Australia boosts maritime security spending
Australian Prime Minister John Howard today announced that Australia's maritime security will be further strengthened by a series of measures worth A$102 million (US$74.7 million) over four years.
Howard said the strengthening follows a review of current policy after comprehensive threat assessment prepared by the Australian Security Intelligence Organization (ASIO).
"The ASIO assessment," said Howard, "pointed to the fact that Al Qaeda and associated groups continue to have a capacity to carry out terrorist attacks, including against maritime interests."

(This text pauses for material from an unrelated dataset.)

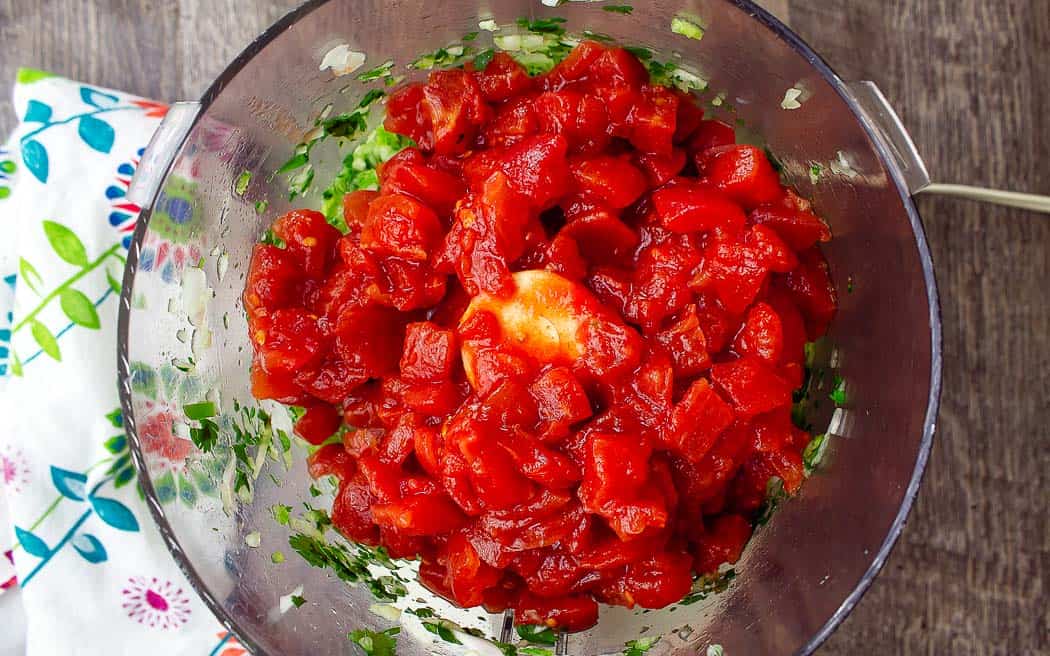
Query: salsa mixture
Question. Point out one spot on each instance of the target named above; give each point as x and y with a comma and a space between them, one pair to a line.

The enhanced maritime security measures include:
- an additional A$48 million (US$35 million) over four years to increase the rate of container examination at the Australian Customs Service (Customs) container x-ray facilities in Sydney, Melbourne, Brisbane and Fremantle;
- enabling Customs to board more vessels at the first port of arrival in Australia at a cost of a further A$9.3 million (US$6.8 million). This will include more random checks so that any ship entering any port can expect to be boarded;
- extending the Customs closed circuit television network from the current 32 ports to 63 Customs proclaimed ports at a cost of A$17 million (US$12.45 million) over four years;
- posting specialist immigration officials to ports to assist with border control at a cost of A$12.3 million (US$9 million) over four years;
- amending the Migration Act to allow passengers on round trip cruises to be more easily checked should that be deemed necessary in future; and
The government also will:
- review security arrangements for Australia's offshore oil and gas facilities and assets through the establishment of a dedicated taskforce within the Department of the Prime Minister and Cabinet. The taskforce will also consider Australian Government capabilities and protocols for interdicting ships and other vessels at sea;
- introduce a maritime security identification card for maritime industry employees, following consultation with interested parties;
- provide additional resources to further strengthen intelligence collection and the provision of intelligence information within key ports;
- provide an additional $4.4 million to allow the Transport Security Operations Center within the Department of Transport and Regional Services to operate 24 hours a day, seven days a week;
- undertake a detailed examination of security arrangements for transporting high-consequence dangerous goods;
- provide additional limited powers for privately engaged maritime security guards to enable them to respond with appropriate authority to any deliberate breaches of maritime security zones within and near to ports,
The review also examined the shared responsibilities of the state and territory governments and industry, noting that port owners and operators are responsible for providing preventive security within ports.
The review also noted the important role of state and territory police forces in providing first response capabilities at and near to ports within their respective jurisdictions. The shared responsibilities between the Australian Government and the state and territory governments are coordinated through the National Counter-Terrorism Committee (NCTC).